I've read about prairie ecosystem models for sustainable agriculture from the US midwest. Good stuff, especially for existing field crop areas where the forests are already gone.
But, lately my mind keeps heading toward a woodland->forest agricultural concept.
I started imagining, composing and recomposing them and their species in my mind (I was trying to stick entirely to native for the longest time, but now I'm ready to accept some integration) for our region.
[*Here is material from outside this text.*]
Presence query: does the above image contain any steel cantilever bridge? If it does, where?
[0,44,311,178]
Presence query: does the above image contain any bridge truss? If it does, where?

It's not exactly urban agriculture or any orchards as I've known them, and it's certainly not wild-crafting, or foraging, or nomadic seasonal wild gathering. It's a deliberate integration of naturalization and conservation + sustainable human agriculture, vertically layered, that could work on smaller landscapes (e.g. 1 acre) and larger areas too. Trying to suss it out, I found out I liked Norfolk Alternative Land Use Services, and then bingo: I stumble across a diagram that looked a lot like the same of the idea I had in my mind:
Apparently it's called "Forest Gardening". Check it out.
First thing I did was laugh! :) because just looking at that diagram with its different forest vegetation layers, you can see how easily anyone with a native plant / field naturalist bent raised in "mixedwood plains" would come up with this as a potential agriculture model. Made me realize how impossible it is for me to even imagine how anyone ever developed our current conventional agricultural models.
I can see it working in some back yard gardens, or even a research site, as a forest restoration + agriculture joint project. But I'd be hesitant to advocate it for some public org's sites because I simply don't know how it road-tests with food security and hunger: I have no idea how much nutrition and energy/calories it provides and requires per acre compared to common organic agriculture alternatives like an average small plot heirloom annual veggie garden, or prairie ecosystem agriculture models. The other thing that confounds me are our suitable nut species, e.g. chestnut blight and butternut fungus thins the ranks.
At the very least it's something worth considering when folks are deciding how to share limited land desired, or needed, for food and forest.